Kenya’s Ministry of Education will abolish boarding schools for Grades One to Nine from next year, in a move that — coming just six weeks to the reopening of schools — has caught many parents flat-footed.
Announcing the hugely significant policy shift, the principal secretary for Basic Education, Dr Belio Kipsang, said the learners need to be close to their parents and guardians.
This comes as a shocker for parents whose children are already enrolled in boarding schools, but the move was praised by headteachers, who insisted parents must take up the responsibility of raising their children.
“The real reason we want to do away with boarding schools is to make education affordable. On average, parents pay up to KSh45,000 per year in extra county schools and KSh53,000 in national schools. [It’s even higher] in private schools,” explained the PS.
He said less than five per cent of public primary schools have boarding facilities. Speaking during the official opening of the Kenya Primary Schools Head Teachers Association meeting at Sheikh Khalifa Bin Zayed Primary School in Mombasa, the PS said the government prefers day schooling for junior secondary.
The policy shift is one of the recommendations made by the Presidential Working Party on Education Reforms and presented to President William Ruto last Thursday. The President announced that junior secondary school will be domiciled in primary school, a departure from earlier plans to have it in secondary school.
The government will also not allow private schools to register boarding sections for junior secondary school. Registrations for new private primary schools seeking to have boarding facilities will also not be approved.

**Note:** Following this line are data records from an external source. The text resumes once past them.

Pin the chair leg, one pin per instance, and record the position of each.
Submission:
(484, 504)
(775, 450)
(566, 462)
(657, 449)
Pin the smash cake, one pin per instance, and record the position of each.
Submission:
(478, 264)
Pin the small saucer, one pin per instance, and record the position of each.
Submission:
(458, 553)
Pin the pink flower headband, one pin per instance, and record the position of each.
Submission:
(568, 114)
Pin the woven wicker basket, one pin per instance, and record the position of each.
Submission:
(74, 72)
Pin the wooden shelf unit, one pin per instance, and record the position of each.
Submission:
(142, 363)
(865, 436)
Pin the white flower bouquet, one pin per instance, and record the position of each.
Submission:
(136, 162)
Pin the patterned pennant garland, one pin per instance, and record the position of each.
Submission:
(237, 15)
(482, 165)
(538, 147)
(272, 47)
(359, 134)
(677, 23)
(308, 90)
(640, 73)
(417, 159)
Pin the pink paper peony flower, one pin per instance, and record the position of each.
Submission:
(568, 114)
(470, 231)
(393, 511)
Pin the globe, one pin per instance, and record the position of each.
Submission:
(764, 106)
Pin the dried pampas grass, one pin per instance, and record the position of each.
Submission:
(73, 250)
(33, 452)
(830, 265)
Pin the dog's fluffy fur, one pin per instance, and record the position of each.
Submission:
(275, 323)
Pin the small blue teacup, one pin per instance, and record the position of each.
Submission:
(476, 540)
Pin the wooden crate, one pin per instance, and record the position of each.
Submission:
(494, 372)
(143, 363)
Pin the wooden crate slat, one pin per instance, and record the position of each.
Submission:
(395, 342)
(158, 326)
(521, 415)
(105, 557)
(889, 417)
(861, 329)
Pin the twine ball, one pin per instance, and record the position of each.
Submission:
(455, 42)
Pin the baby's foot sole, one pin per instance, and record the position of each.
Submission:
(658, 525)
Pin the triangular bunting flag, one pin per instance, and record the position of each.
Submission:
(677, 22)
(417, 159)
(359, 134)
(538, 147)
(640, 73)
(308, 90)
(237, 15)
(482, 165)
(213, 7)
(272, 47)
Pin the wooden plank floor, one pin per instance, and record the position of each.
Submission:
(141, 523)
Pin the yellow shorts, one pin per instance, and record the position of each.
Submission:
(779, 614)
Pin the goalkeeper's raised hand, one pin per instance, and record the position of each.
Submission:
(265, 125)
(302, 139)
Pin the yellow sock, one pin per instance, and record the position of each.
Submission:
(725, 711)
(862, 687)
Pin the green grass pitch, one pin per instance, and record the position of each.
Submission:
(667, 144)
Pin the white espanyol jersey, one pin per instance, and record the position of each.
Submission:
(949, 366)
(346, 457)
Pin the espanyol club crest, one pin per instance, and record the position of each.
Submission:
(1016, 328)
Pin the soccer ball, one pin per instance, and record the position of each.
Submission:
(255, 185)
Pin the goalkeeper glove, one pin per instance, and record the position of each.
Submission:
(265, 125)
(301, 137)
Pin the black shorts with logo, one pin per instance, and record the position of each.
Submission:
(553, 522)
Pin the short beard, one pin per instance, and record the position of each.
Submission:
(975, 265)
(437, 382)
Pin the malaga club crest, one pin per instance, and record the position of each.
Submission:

Build low-cost boarding schools
“We must walk together to make learners acquire [good] values. It’s the only way we shall be able to engage with our children. For the first nine years of learning, between Grades One and Nine, the government will insist on day schooling,” Dr Kipsang said, adding that this will allow parents to play their role within the competency-based curriculum and not delegate their responsibilities to teachers.
Yesterday, in a speech read on his behalf by Dr Kipsang at the conference, Dr Ruto said he will ensure access to education for all by partnering with stakeholders to build low-cost boarding schools in arid and semi-arid areas and for pastoralists communities, in what the PS said was an “intervention policy”.
“When their parents go out to look for pasture, we want to make sure the children are in school. We are encouraging all junior secondary schools to strive to be an environment that allows children to be close and bond with their parents. For the existing boarding facilities, local communities and the state will agree on the way forward,” he added.
Most headteachers welcomed the change.
“We applaud the ministry for abolishing the boarding schools. This will ensure that learners are close to their parents. These are young children who need close supervision from their parents,” said Ms Alice Kabeka, the headteacher of Baguo Primary School in Malindi County.
The headteacher of Gathonga Day and Boarding Primary School from Tharaka Nithi County, Ms Anne Babu, termed the move as a “good initiative”.
“However, we want to be advised further because parents have already prepared to bring their children to our boarding facilities. What happens to facilities like dormitories? Maybe we can rent them out to tenants,” said Ms Babu whose school has 350 learners, most of them boarders.
Ms Rosemary Nyong’o, the headteacher of Ryururu Girls Boarding Primary School in Meru County, said: “The only challenge now is that, when you go up to Grade Nine, we don’t have facilities. If there are no boarding schools, it means our children will have to go to day schools, therefore our schools will be deserted, and we will have to close shop,” she said, adding that the school recently introduced day schooling for play group learners up to Grade Three pupils.
Dr Kipsang urged school managers to be conversant with the responsibilities that arise from domiciling junior secondary schools within their institutions.
“Start validating and verifying data. We want to ensure that each one of us can host junior secondary and, where we think we can share responsibilities with neighbouring schools, let’s say it,” said Dr Kipsang. According to the Ministry of Education, almost 50 per cent of public primary schools have secondary schools nearby. There are more than 23,000 public primary schools.
“The most critical facility [are science laboratories], therefore we shall be required to share some of [them],” said the PS.
However, he assured Kenyans that his ministry will collaborate with its partners, including parliamentarians, to put up enough infrastructure and to ensure that all learners have access to basic facilities such as laboratories and books.
Dr Kipsang urged the teachers to capture all the information required of them in the National Education Management Information System, saying, the ministry will use the system to get all its data on schools, capitation, distribution of books as well as to address other concerns on the education sector.